View the slide deck for this talk here

What is it?

• Hardware/Hacking Arsenal → Tools designed for specific protocols with compromise as the ultimate goal.

• Focus → How much can you breach without breaking cover?

• Uses → Military operations, physical red teaming, and fun research.

P4wnP1 A.L.O.A

• Turns Raspberry Pi Zero W / Pico W into a powerful, low-cost pentesting tool.

  (Reference:-https://www.raspberrypi.com/documentation/)

• Acts like a WiFi Rubber Ducky with HIDScript (DuckyScript-style payloads).

  (Refrence:-https://github.com/majdsassi/Pico-WIFI-Duck)

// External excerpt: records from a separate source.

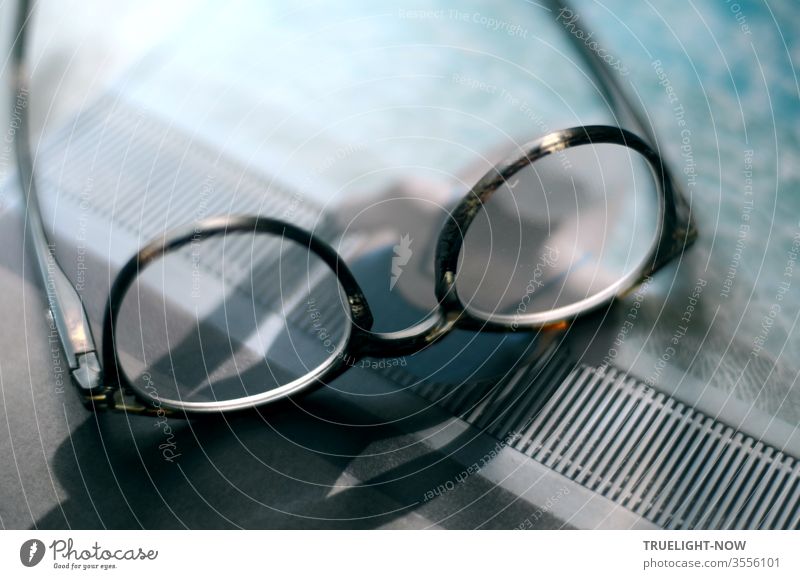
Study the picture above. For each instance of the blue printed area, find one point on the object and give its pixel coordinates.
(431, 87)
(730, 67)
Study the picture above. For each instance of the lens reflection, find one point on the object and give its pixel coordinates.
(230, 317)
(560, 231)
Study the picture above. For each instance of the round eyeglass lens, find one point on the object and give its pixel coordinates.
(231, 320)
(562, 230)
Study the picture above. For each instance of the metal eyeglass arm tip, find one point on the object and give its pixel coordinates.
(67, 314)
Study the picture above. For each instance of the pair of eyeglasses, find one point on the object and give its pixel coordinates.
(336, 315)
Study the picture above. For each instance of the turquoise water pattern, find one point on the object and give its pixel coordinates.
(394, 89)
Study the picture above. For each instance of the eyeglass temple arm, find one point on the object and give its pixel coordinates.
(67, 313)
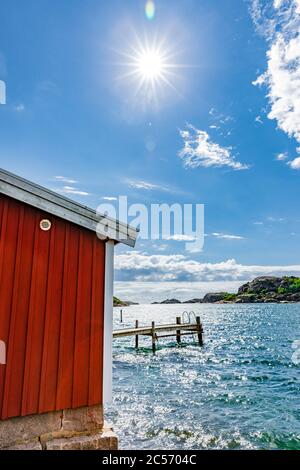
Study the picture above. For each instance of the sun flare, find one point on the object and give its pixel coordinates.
(150, 69)
(150, 65)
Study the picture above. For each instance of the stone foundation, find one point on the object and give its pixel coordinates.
(78, 429)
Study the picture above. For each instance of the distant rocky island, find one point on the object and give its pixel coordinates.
(122, 303)
(264, 289)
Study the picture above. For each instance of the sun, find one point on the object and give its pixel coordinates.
(150, 65)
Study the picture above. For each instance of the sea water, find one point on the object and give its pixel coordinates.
(240, 391)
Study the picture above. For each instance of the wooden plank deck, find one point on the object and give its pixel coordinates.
(154, 331)
(147, 330)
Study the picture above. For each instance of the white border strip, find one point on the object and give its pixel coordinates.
(108, 321)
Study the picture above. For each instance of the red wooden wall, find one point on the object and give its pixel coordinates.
(51, 312)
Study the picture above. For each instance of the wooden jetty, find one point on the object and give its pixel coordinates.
(156, 332)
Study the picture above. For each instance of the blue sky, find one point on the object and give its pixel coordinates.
(72, 111)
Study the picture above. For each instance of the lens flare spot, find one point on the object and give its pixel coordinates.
(150, 65)
(150, 10)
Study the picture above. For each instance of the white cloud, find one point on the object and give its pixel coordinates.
(227, 237)
(147, 292)
(72, 190)
(199, 150)
(178, 267)
(282, 156)
(146, 185)
(65, 179)
(279, 21)
(295, 164)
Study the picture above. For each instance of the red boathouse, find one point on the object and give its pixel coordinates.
(56, 294)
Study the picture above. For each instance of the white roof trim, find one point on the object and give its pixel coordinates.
(60, 206)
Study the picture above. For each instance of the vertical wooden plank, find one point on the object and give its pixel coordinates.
(8, 250)
(83, 323)
(48, 386)
(68, 319)
(97, 314)
(36, 320)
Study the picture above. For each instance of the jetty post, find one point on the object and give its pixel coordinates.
(178, 338)
(153, 337)
(136, 336)
(199, 331)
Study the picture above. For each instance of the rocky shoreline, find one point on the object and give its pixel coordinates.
(264, 289)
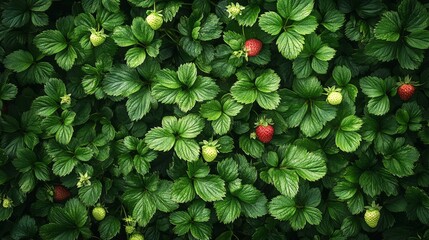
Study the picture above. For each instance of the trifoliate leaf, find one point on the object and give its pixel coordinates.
(50, 42)
(210, 188)
(294, 9)
(18, 61)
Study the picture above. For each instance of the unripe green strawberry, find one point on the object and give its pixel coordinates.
(334, 95)
(136, 236)
(264, 130)
(371, 217)
(209, 150)
(97, 37)
(7, 203)
(155, 20)
(334, 98)
(99, 213)
(129, 229)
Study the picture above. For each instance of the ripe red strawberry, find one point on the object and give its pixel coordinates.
(155, 20)
(209, 150)
(264, 130)
(252, 47)
(61, 193)
(406, 88)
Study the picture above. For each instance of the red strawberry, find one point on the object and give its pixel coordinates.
(406, 91)
(406, 88)
(264, 130)
(61, 193)
(252, 47)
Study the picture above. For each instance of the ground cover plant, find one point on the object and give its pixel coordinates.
(247, 119)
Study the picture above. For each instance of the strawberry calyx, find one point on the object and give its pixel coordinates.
(407, 80)
(374, 206)
(264, 121)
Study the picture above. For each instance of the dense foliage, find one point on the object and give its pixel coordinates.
(107, 104)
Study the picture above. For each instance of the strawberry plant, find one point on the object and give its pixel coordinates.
(159, 119)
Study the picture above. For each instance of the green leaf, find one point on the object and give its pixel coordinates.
(282, 208)
(333, 20)
(123, 36)
(187, 149)
(268, 82)
(295, 9)
(50, 42)
(231, 107)
(342, 75)
(251, 147)
(413, 14)
(234, 40)
(271, 23)
(210, 188)
(121, 81)
(89, 195)
(8, 91)
(210, 29)
(190, 126)
(389, 27)
(25, 228)
(18, 61)
(409, 58)
(144, 209)
(418, 39)
(290, 44)
(379, 105)
(285, 181)
(66, 58)
(401, 158)
(305, 26)
(160, 139)
(201, 231)
(183, 190)
(109, 227)
(228, 169)
(222, 125)
(249, 15)
(347, 141)
(64, 134)
(211, 110)
(187, 74)
(142, 31)
(373, 86)
(325, 53)
(135, 57)
(55, 89)
(309, 166)
(228, 209)
(351, 123)
(244, 92)
(138, 104)
(382, 50)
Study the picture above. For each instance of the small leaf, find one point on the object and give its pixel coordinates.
(210, 188)
(18, 61)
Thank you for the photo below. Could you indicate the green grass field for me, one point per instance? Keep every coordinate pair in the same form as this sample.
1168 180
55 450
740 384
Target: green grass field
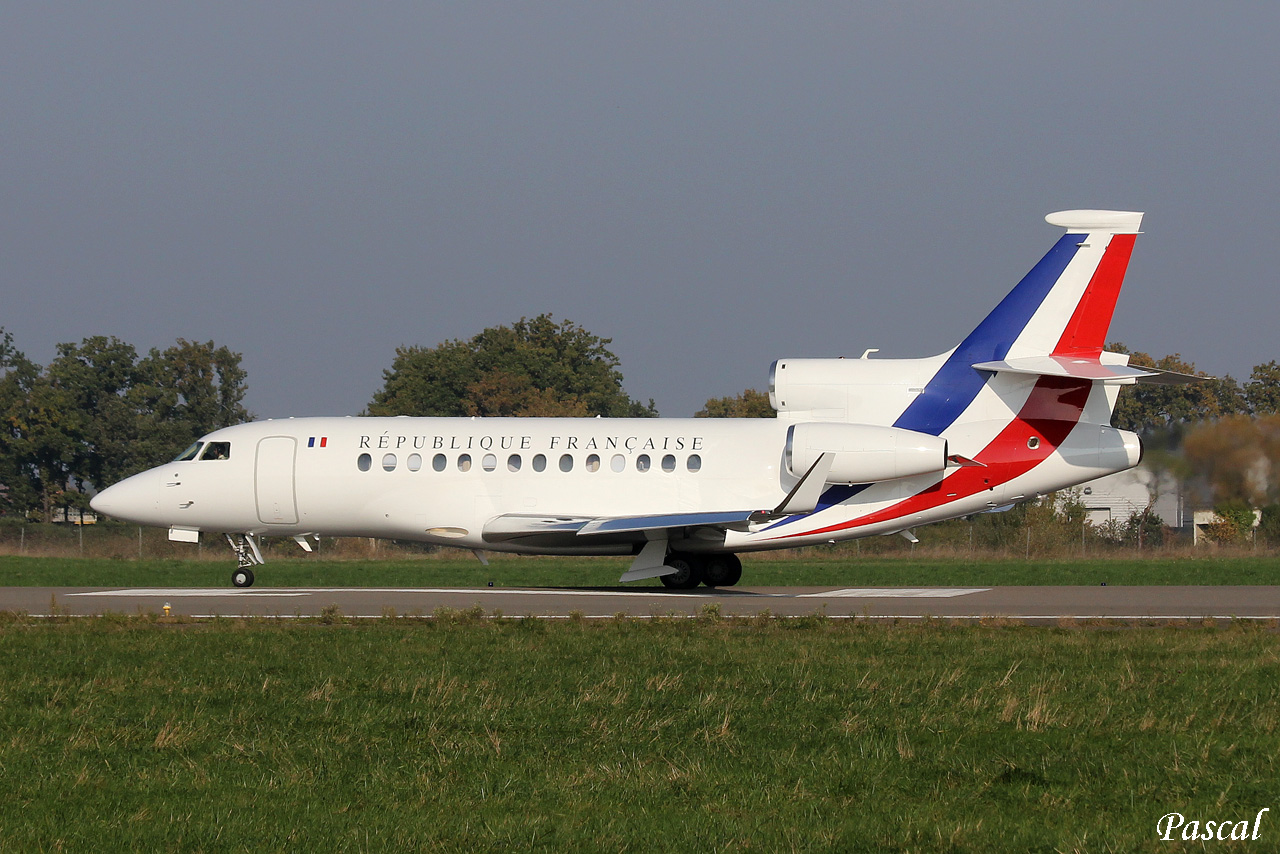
814 569
131 734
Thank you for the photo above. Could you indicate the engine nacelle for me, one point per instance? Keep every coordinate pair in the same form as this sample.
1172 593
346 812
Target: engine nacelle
864 452
867 391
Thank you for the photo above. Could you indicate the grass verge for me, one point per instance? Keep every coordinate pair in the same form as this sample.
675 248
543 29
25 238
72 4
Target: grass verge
722 735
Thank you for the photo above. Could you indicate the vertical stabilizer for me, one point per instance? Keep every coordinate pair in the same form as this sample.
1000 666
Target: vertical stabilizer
1061 307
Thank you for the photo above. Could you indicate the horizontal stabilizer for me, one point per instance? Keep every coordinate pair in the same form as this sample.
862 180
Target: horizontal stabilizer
1091 369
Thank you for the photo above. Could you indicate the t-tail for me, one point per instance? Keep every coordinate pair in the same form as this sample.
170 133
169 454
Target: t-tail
1050 328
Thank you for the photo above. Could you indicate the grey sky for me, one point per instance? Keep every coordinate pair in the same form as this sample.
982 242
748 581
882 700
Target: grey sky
712 186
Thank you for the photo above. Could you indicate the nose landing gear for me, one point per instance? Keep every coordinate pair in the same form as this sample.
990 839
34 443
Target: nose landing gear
247 556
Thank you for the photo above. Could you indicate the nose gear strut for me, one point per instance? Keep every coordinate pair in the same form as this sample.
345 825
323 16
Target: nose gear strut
247 556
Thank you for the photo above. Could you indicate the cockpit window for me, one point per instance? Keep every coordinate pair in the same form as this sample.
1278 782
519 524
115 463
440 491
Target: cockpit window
218 451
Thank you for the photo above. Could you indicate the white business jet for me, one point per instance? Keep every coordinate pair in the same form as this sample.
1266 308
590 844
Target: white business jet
859 447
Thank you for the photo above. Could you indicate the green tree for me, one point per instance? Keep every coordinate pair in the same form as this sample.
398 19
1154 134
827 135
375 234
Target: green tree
1262 392
96 375
530 368
183 392
97 414
748 405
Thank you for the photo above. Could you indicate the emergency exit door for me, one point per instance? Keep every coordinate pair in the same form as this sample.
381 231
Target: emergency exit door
273 480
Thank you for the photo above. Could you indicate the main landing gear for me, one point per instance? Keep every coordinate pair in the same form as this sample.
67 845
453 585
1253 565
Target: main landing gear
247 556
712 570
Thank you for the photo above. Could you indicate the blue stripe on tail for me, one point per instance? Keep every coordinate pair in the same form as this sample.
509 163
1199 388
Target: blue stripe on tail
956 383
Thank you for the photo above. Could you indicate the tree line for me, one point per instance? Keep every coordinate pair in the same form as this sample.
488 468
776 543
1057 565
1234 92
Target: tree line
99 412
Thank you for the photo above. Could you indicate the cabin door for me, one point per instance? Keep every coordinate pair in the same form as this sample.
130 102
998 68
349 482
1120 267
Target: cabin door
273 480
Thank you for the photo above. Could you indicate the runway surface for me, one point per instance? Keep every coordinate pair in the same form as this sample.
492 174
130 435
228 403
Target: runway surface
1032 604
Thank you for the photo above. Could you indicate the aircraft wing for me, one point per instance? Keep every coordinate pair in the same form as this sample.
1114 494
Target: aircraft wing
570 528
1091 369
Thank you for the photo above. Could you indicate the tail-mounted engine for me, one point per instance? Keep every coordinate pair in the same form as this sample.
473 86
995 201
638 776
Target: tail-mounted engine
864 452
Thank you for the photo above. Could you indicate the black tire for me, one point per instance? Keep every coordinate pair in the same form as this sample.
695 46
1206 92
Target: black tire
686 576
722 571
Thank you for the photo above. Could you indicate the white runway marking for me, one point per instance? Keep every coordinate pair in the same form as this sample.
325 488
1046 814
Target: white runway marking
894 593
178 593
191 593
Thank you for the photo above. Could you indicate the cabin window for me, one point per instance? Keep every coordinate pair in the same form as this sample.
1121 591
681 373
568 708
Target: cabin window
218 451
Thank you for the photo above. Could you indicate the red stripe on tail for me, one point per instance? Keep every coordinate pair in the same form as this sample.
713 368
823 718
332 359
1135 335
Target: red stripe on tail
1087 330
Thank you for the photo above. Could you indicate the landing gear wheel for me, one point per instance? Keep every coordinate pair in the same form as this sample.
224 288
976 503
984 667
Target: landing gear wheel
722 571
686 576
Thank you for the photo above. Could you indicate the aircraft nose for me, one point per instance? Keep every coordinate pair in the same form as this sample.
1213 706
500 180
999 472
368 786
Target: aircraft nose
133 499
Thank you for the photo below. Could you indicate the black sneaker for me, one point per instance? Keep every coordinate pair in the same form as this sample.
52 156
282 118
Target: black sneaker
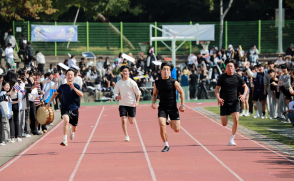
165 149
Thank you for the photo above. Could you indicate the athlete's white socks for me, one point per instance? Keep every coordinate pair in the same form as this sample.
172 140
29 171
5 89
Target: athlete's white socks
232 137
166 144
64 137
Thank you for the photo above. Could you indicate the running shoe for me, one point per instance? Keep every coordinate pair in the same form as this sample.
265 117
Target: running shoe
232 143
127 138
64 143
165 149
71 135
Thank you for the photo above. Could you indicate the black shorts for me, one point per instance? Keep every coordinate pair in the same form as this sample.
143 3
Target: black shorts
73 116
127 111
229 107
258 96
172 113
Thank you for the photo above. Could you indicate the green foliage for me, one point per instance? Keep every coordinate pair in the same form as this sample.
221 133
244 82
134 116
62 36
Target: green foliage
21 9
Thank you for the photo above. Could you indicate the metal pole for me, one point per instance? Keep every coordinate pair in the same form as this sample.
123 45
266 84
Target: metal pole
259 36
55 52
74 23
28 30
121 37
226 36
190 41
280 28
87 36
174 52
155 44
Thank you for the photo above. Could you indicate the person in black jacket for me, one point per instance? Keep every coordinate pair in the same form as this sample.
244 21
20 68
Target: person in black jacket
22 47
29 51
193 85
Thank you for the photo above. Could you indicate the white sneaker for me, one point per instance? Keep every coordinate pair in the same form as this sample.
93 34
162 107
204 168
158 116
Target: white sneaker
256 116
10 141
71 135
247 114
232 143
127 138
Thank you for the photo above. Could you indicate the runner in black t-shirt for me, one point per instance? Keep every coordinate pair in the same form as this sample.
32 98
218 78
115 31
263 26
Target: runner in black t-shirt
166 88
228 96
70 103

• Can emulate keyboard, mouse, storage, and more for red teaming & research.

Pwnagotchi

• AI-powered WiFi sniffer (A2C + bettercap) that learns from its environment.

• Captures WPA handshakes & PMKIDs (saved as PCAPs for hashcat)

• PMKID (Pairwise Master Key Identifier) is a unique value in WPA/WPA2 Wi-Fi that speeds up roaming but can also be captured for offline password cracking.

• A digital pet for hackers running on Raspberry Pi Zero W/2W, 3, and 4.

  (Refrence:-https://github.com/JakerHuber/Jakes-Pwnagotchi-Tutorial.git)

Flipper Zero

• Portable multi-tool for pentesters & hackers in a toy-like body.

• Hacks radio, access control, hardware, and more.

• Open-source & customisable with modular extensions.

PortaPack (for HackRF)

• Add-on with touchscreen, controls, SD slot, clock, and case.

• Turns HackRF into a portable spectrum explorer (few MHz – 6 GHz).

  (Refrence:-https://github.com/pavsa/hackrf-spectrum-analyzer.git)

• Runs on USB battery + proper antenna. (Can be misused for illegal activity)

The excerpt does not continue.